Thursday, May 08, 2008

Air Bags for a Kayak

Inspired by Anton Olsen's flotation bags installed in his daughter's Sea Pup, I decided to make some for the Sea Flea. The air-filled flotation bags fill up the voids in the kayak so that there is less room for water when a mishap occurs. Somewhere I read that there are plans for flotation bags in the Chris Cunningham book, Building the Greenland Kayak, so I ordered it through the local library to have a look. Tom Yost also describes his methods for building flotation bags on his web site. It was Tom's description that I primarily followed. The bag for the bow was made first and I decided to make it out of a single piece of PVC fabric folded in half and glued at the seams. That ended up not working as well as I expected so the stern air bag was made as per Tom Yost's instructions. I should probably have made the stern air bag a bit larger in each dimension as it doesn't quite fill the stern but it's not bad.

Here is a paper template for the bow bag being laid out on the fabric.
My plan was for the seam to be on the bottom, the straight side where the fold is would be at the deck. However, with the seams on the ends, the bag takes on an oval shape in cross section, something I hadn't thought of. This meant that the bag fits properly only with the seam to the side and because of it's shape the end closest to the feet is angled. Oh well. Once glued up, the air bag was set in place.
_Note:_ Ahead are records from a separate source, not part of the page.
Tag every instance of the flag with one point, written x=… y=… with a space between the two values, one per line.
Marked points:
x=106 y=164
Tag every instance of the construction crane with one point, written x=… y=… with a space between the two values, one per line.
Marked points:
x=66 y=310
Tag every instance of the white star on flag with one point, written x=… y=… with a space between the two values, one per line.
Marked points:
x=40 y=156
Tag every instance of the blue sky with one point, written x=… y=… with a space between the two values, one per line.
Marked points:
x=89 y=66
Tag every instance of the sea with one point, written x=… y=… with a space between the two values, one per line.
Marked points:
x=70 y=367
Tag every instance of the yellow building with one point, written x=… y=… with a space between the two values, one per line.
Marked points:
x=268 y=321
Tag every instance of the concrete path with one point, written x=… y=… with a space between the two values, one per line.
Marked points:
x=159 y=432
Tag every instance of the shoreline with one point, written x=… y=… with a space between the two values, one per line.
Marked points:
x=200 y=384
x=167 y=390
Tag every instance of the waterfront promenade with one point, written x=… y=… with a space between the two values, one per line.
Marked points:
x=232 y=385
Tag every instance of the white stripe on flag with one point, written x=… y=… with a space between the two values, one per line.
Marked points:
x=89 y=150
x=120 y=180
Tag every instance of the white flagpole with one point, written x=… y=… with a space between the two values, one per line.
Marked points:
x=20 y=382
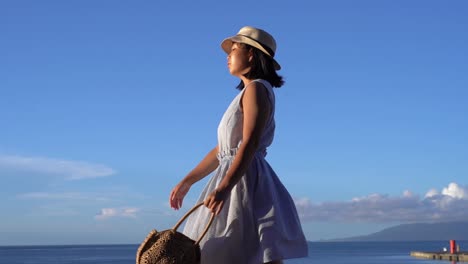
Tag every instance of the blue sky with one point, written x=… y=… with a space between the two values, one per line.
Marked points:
x=106 y=105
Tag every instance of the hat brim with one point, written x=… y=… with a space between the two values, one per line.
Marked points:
x=226 y=45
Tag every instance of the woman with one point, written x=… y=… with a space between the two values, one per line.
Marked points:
x=256 y=219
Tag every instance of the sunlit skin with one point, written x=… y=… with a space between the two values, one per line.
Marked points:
x=256 y=109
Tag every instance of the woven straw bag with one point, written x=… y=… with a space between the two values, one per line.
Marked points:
x=170 y=246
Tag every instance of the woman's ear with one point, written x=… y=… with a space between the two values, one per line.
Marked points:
x=250 y=55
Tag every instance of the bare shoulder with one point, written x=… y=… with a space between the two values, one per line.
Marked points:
x=255 y=91
x=255 y=94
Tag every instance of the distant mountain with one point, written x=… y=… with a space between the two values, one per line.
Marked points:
x=417 y=232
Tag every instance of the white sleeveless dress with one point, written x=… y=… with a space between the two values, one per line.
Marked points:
x=259 y=221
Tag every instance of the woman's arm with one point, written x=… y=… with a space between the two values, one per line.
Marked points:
x=205 y=167
x=256 y=109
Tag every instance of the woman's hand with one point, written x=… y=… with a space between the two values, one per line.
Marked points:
x=177 y=195
x=215 y=200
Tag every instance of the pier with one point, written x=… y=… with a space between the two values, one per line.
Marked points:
x=459 y=256
x=455 y=255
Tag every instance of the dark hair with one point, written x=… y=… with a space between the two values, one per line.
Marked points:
x=262 y=68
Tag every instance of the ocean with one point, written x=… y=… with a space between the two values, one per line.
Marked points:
x=319 y=252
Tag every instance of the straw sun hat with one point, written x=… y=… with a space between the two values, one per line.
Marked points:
x=254 y=37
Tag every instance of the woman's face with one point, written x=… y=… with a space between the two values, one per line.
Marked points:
x=239 y=59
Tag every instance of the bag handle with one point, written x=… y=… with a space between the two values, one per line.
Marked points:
x=187 y=215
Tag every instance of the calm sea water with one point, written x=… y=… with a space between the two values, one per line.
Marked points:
x=319 y=252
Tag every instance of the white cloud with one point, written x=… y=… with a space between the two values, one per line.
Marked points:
x=456 y=191
x=73 y=170
x=451 y=204
x=116 y=212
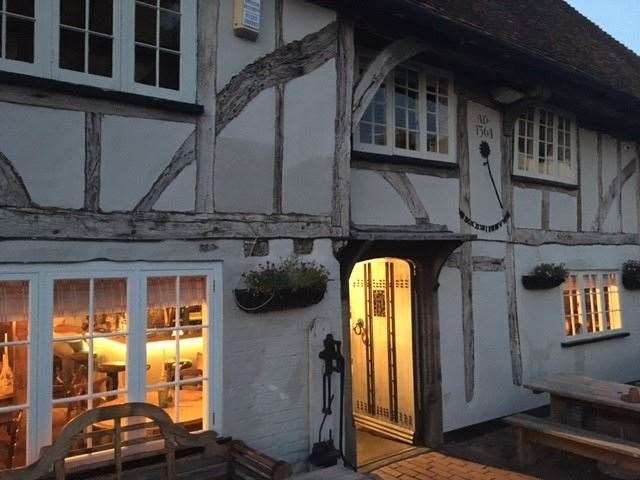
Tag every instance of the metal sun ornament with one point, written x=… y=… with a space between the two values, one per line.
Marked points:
x=485 y=151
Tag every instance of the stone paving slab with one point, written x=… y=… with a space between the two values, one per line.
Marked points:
x=435 y=465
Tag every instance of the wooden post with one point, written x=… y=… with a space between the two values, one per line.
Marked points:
x=93 y=157
x=345 y=61
x=208 y=11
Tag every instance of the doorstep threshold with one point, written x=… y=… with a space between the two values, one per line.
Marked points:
x=376 y=463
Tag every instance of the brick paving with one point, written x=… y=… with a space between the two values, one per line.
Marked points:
x=438 y=466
Although the bags are removable, I don't really expect to do so and it's a lot easier to get them in there now before the deck goes on the kayak.

The stern flotation bag is inflated and tested for leaks. The foot brace I am using is a piece of minicell foam cut to size and wedged between the stringers (actually it was a near perfect fit prior to trimming and I mostly just cut the corners off). This chunk of minicell foam is left over from a bunch I ordered from Joe at Redfish kayaks in order to build the seat for the guillemot. As my daughter grows, I can trim the foam down and slide it more forward. Once her legs grow another foot, it will hit the front flotation bag but by then she'll probably be into a kayak that's a bit larger and my younger daughter will be paddling this one. Incidentally, the Chris Cunningham book also includes information about building kid's kayaks, and adding outriggers.